ARTS alive was the first Australian radio program to publish its spoken-word content on the Internet as an E-journal (ISSN 1329-7074)and the program can also be heard on the SBS digital radio service.
Over the years, ARTS alive has received a nomination in the Walkley Awards for journalism and won the Loud Award, for Best Radio Program in Regular Production, recognition that most of the program's contributors were under twenty-five. In 2004, ARTS alive received a citation from the Centre for Australian Cultural Studies in Canberra, in the Group Category, recongising that the program had made "An Outstanding Contribution to Australian Culture".
'We try to make sure there is something in each episode for the diversity of interests that make up our audience", says Vincent O'Donnell, the program executive producer and co-presenter. 'When the program was created in 1997 by a group of mostly students and post-grads at RMIT University, we said: what radio audience for arts is poorly served by existing programs? And the answer was obvious-outer suburban rural and regional listeners, people without super-specialist knowledge but with wide tastes.
Our audience looks to the arts as a source of entertainment, edification, and social networking... and sometime as a mirror to society or a way to right civil and social wrong. But mostly, the arts are uplifting, even when exploring the darks side of life, so we don't always take ourselves too seriously,' he said.
Over the decade some two hundred students of media studies and journalism, mostly from RMIT University, have contributed to ARTS alive. 'It's terrific looking around to see how many of those student are now in important roles in the print and electronic media', Vincent O'Donnell said, 'a prime time news reader in Perth, parliamentary and political reporters in Melbourne, several rural reporters and an ABC breakfast presenter on regional radio and many in print media, from hard news and investigative reporters to those working in the froth and bubble of street papers like MX', it's a great alumni.'
Vincent O'Donnell helped start the program in 1997 when a mature-aged post-graduate student in the School of Applied Communication at RMIT. He graduated in 2006 with both a Masters degree and a Doctorate. 'I was tagged executive producer by Fiona Parker, now ABC breakfast presenter in Western Victoria, because she wanted to put producer on her business card. Her drive and initiative is typical of the qualities the program fosters in it's contributors, and the real-world broadcasting credits helps their CVs stand out in the highly competitive media job market', Dr O'Donnell said.

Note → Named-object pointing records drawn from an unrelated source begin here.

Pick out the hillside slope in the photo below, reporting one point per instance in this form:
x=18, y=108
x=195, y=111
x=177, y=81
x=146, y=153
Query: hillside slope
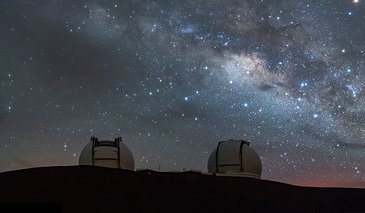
x=96, y=189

RMIT is continuing its support for ARTS alive in 2008, but the program has declined to seek support from the Community Broadcasting Foundation that assisted its production with small cash grants in previous years. 'I feel it's a bit like Les Murray and the Australia Council: the CBF won't fund the program like its other news and current affairs programs so its time to look else where', Dr O'Donnell, said. The community radio sector has huge potential, especially now that rural and regional commercial stations have almost completely lost their local character. The opportunity for community radio to deliver quality local and national news and current affairs both in the arts and more broadly has never been greater an ARTS alive plans to be one program making both a local and national contribution to that'.